People who are good with little kids

Damn, can they be clever and deceitful little turds!!! I like 'em. Their poor hygiene just got me deathly ill, so there are some cons… :blush:

Yeah, the kids were running around in class one day, so I read the rules to them, the rules that someone posted on the wall. Lo and behold, there was no rule against running! I softly mumbled, “Well, I can’t find anything specifically against running.” Immediately, one little girl asked with a gleam in her eye, “So can run?”

I had a NT$1 coin that must have fallen out of my pocket. One of the kids in a kindergarten group asked me what it was and I told him it was money. He asked for an explanation of what money was. One of the other children told him (to paraphrase his English) that you give money to people to get candy and if you don’t give the people money and take the candy, then you were a “bad guy” and the police would come and catch you. This from a five-year-old.

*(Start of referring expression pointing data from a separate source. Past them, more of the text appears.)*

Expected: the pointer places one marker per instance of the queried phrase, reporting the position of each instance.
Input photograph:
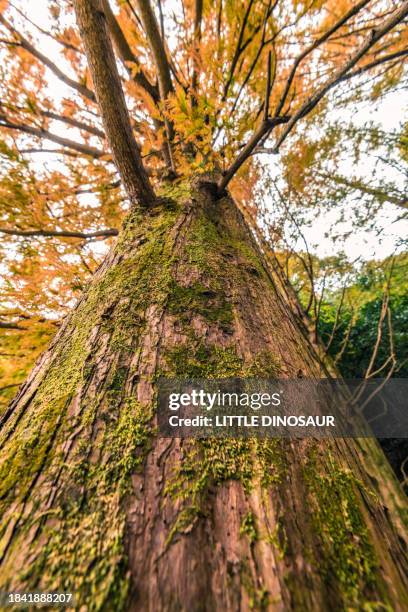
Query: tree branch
(156, 44)
(41, 133)
(23, 42)
(262, 131)
(107, 233)
(126, 54)
(351, 13)
(374, 37)
(381, 60)
(101, 60)
(198, 16)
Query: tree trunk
(93, 502)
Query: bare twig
(106, 233)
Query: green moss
(248, 528)
(199, 299)
(278, 539)
(85, 553)
(272, 459)
(258, 596)
(198, 360)
(348, 562)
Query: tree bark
(111, 100)
(94, 503)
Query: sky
(365, 244)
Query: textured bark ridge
(94, 503)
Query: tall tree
(92, 500)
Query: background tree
(92, 500)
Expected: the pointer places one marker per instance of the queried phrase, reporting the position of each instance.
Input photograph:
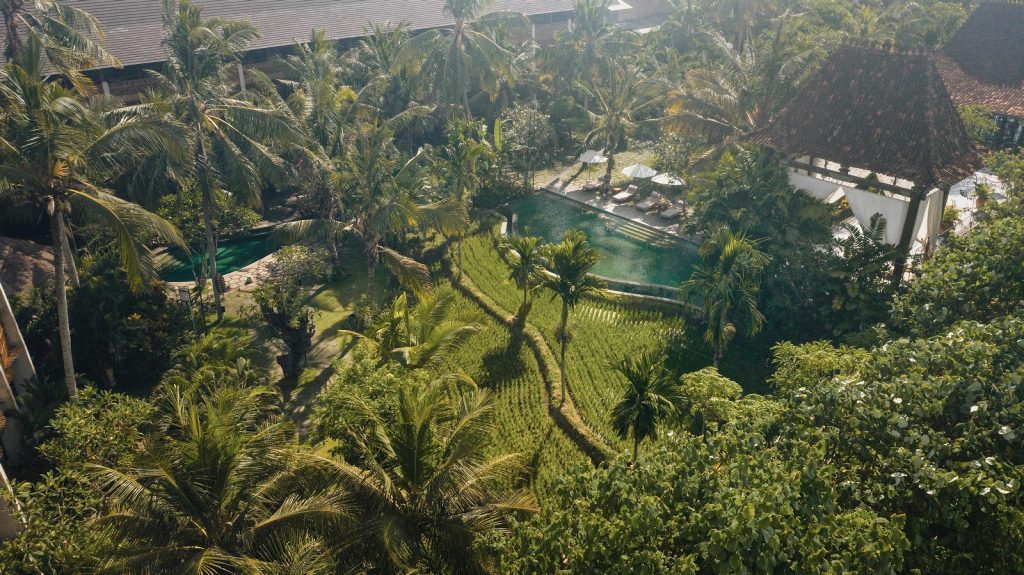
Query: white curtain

Even my 4th graders can be very precocious. I was reading Charlotte’s Web aloud to them while they worked on a play based on one of the scenes of the story, and we were up to the part of the story where Charlotte tells Wilbur that she’s building a nest for her eggs. One of the children asked how she could have babies. I stepped back to see just what they knew instead of giving the Talk to 9-year-olds whose parents would probably not appreciate me telling their children about the mating rituals of even spiders if they themselves didn’t think the kids were ready. One of the children suggested that she had a husband and when they loved each other very much, they made the eggs. Then the kids began to hypothesize why Charlotte’s husband wasn’t around anymore. It was a great moment…seeing my kids thinking about characters that deeply and then using their imaginations to think about what might have happened to a character that they themselves made up without any help from me.

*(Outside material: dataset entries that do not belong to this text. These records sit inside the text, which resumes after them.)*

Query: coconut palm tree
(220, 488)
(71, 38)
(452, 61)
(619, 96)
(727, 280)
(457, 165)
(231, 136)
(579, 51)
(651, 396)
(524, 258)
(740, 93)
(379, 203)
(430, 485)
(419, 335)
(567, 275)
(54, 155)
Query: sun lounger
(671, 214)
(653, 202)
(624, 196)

Oh, xp+10k, you mentioned overgeneralizations with grammatical rules. that’s common in native English-speaking children as well. You might hear a young child say, “He hitted me” or as one of my younger cousins used to say, “My want to go too”, confusing I and my (easy since they mean practically the same thing and sound very similar). My 16-month-old niece is saying “dog” to represent all animals. Soon she will learn that different animals have different names, but for now, all animals are “dogs”. I had a conversation with her a month ago when she picked up the phone while my brother went to get a pen and paper. I would ask her questions and she would babble with the correct intonations for demonstrative sentences and yes-no questions. Pre-language and early language in children is what got me interested in linguistics in the first place. It’s also a big reason why I love teaching preschool-aged children. They are so much fun to talk to.

I love working with kids!

To work with little kids requires one key skill: patience.

  1. When they dont listen
  2. When their mothers come to see you, or telephone
  3. When they have sore teeth
  4. When they puke on you
  5. If they want to show you every little thing they have made, twice
  6. When you are santa claus
  7. When they still can’t do their phonics work
  8. When you have to phone their parents, who dont speak English, and you dont speak Chinese

I love teaching kindy, but I do use up buckets of patience.

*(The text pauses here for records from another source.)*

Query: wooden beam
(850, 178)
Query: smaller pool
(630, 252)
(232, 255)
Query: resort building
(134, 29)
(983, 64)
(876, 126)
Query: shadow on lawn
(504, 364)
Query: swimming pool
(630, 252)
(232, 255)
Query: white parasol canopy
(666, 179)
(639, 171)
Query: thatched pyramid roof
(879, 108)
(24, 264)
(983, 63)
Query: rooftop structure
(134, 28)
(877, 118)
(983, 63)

Another cute kindy moment:
On Friday, one of my preschool groups were coloring a shapes book and two of them decided to do it under the table while talking to me. At first they were trying to say they were under the table in Chinglish “We are in the table”. Then it changed to “We are the table” so I talked to the “table”, with an impromptu conversation about what a table can and cannot do compared with preschoolers. Then it was time for them to clean up and go back to their regular classroom. When I told one of the children under the table that she needed to help clean up she said, “I can’t.” I ask that all children help clean up so I asked her, “Why can’t you help?” She replied, “Because tables don’t have hands.” It took me a while to stop laughing.

wanderingdave wrote:
I was never a little kid. Even when I was physically one, I was always the precocious and nerdy type of preferred intellectual conversations with adults. So for this reason, I have a lot of trouble getting inside the heads of normal little kids, and am probably not cut out to deal with them realistical
<sorry i don’t know how to do the quoting properly right now.>

Same here. I am an only child who has grown up in the most dysfunctional family you could imagine, and most of my friends are 10 years older than me. But I love the young’uns. They’re just little people as far as i’m concerned, and I find them a lot more straightforward than most of the adults that I meet.
My first day of dealing with them was over a week ago. I had failed a couple of my first demos with the older ones (why don’t they let you prepare a lesson plan?!!!) and then I did a demo with a kindy. I stayed for two hours after the required 30 minutes, because I was enjoying myself; and I found that they were beautifully innocent and completely intelligent. And i was actually afraid to do the demo!

Well, every class has it’s hooligan, and my days in taiwan will be my comuppance (sp?) for my years in elementary school, but the fact remains that the youngsters will learn everything that you teach them, if you try a little bit.

They are smarter than I am, that’s for sure… :laughing:
smashy

Yeah, I love observing what I think is evidence of the Language Acquisition Device at work. I may be fooling myself, but sometimes I think I can sort of “see” it operating.